Patients: Twenty children (age range, 3 weeks to 12 years; median, 11 months) underwent chest CT during a 33-month period. Inclusion criteria were (1) inconclusive diagnosis from chest radiograph (CXR) or (2) CXR appearances inconsistent with high oxygenation or ventilatory requirements (Pao2 to fraction of inspired oxygen ratio < 30 or mean airway pressure> 15 cm H2O).

Interventions: Low-dose HRCT scans (50 mA, 2-mm slice thickness at intervals of 10 or 15 mm) were performed on 12 patients, and helical CT (50 to 250 mA; pitch, 1 to 1.5) performed on 8 patients.
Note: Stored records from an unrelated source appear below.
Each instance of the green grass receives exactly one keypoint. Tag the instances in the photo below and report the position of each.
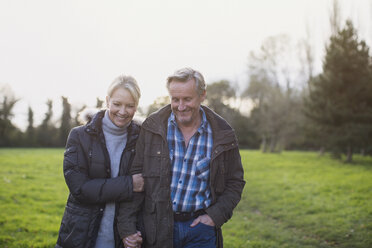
(293, 199)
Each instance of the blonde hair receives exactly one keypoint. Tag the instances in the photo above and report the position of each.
(186, 74)
(128, 83)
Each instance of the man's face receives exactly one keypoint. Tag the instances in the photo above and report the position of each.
(185, 102)
(121, 107)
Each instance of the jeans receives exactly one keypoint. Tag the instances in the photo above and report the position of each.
(199, 236)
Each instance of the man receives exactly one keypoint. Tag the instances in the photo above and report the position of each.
(190, 162)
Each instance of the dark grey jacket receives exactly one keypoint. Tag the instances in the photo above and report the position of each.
(152, 160)
(86, 168)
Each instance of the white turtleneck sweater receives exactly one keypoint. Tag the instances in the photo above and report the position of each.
(116, 139)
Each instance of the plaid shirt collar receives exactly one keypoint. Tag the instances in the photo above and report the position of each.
(203, 126)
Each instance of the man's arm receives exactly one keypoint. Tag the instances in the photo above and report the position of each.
(128, 211)
(81, 186)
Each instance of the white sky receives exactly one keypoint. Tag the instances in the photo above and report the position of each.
(73, 48)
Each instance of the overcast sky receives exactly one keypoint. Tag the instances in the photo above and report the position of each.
(73, 48)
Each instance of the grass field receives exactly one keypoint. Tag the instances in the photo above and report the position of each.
(293, 199)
Measurements and results: CT provided additional information regarding the nature of intrathoracic disease in 17 of 20 patients (85%) and resulted in changes to subsequent clinical management in 12 of 20 patients (60%).
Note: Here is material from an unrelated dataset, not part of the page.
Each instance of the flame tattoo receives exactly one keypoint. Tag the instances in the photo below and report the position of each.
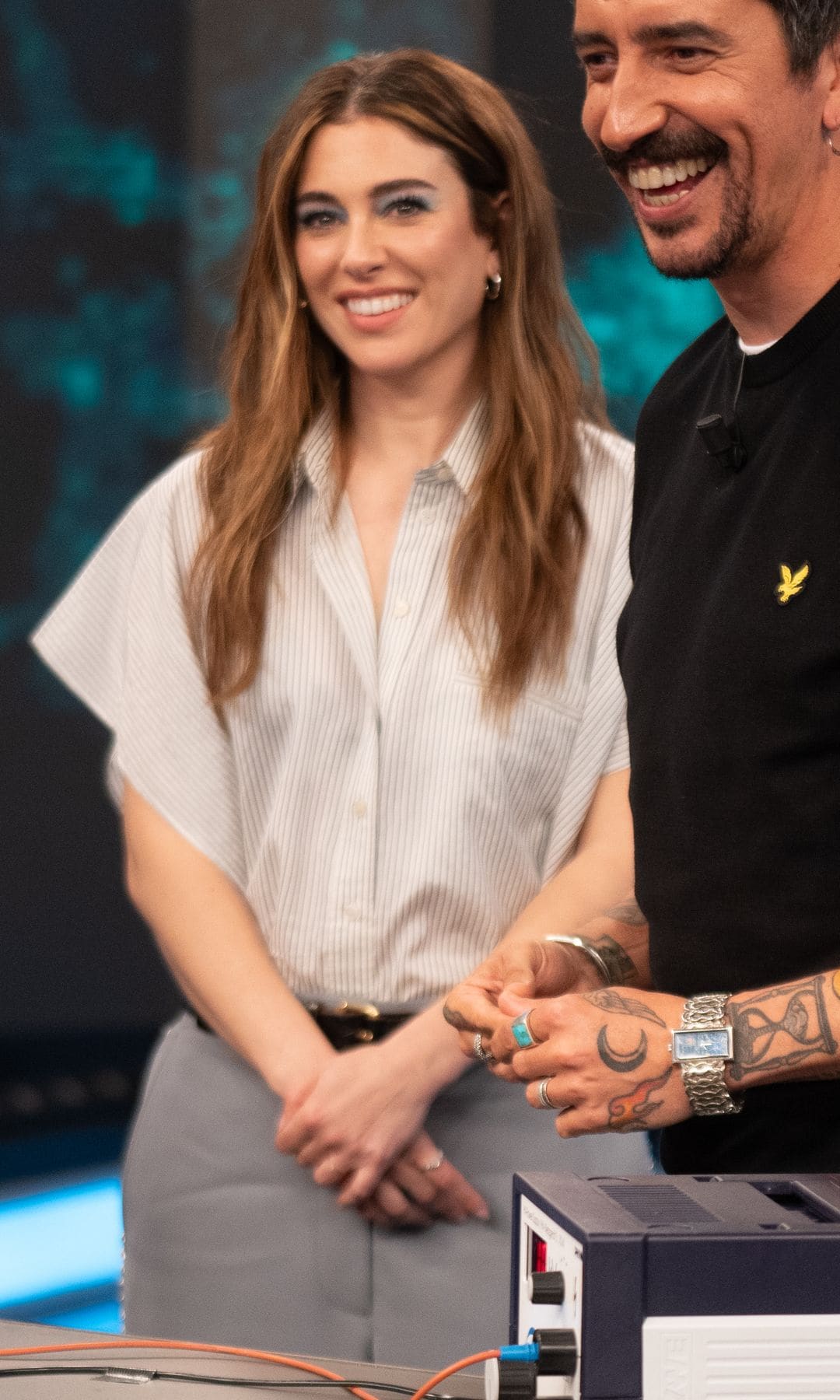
(629, 1112)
Conclusions: Chest CT can add to the accuracy of intrathoracic diagnosis provided by the CXR and may directly influence the acute management of critically ill children. The CT protocol should be tailored to the clinical and radiologic question posed for each individual patient. Noncontiguous HRCT can often provide accurate assessment of pulmonary parenchymal and pleural disease at a reduced radiation dose compared with helical CT.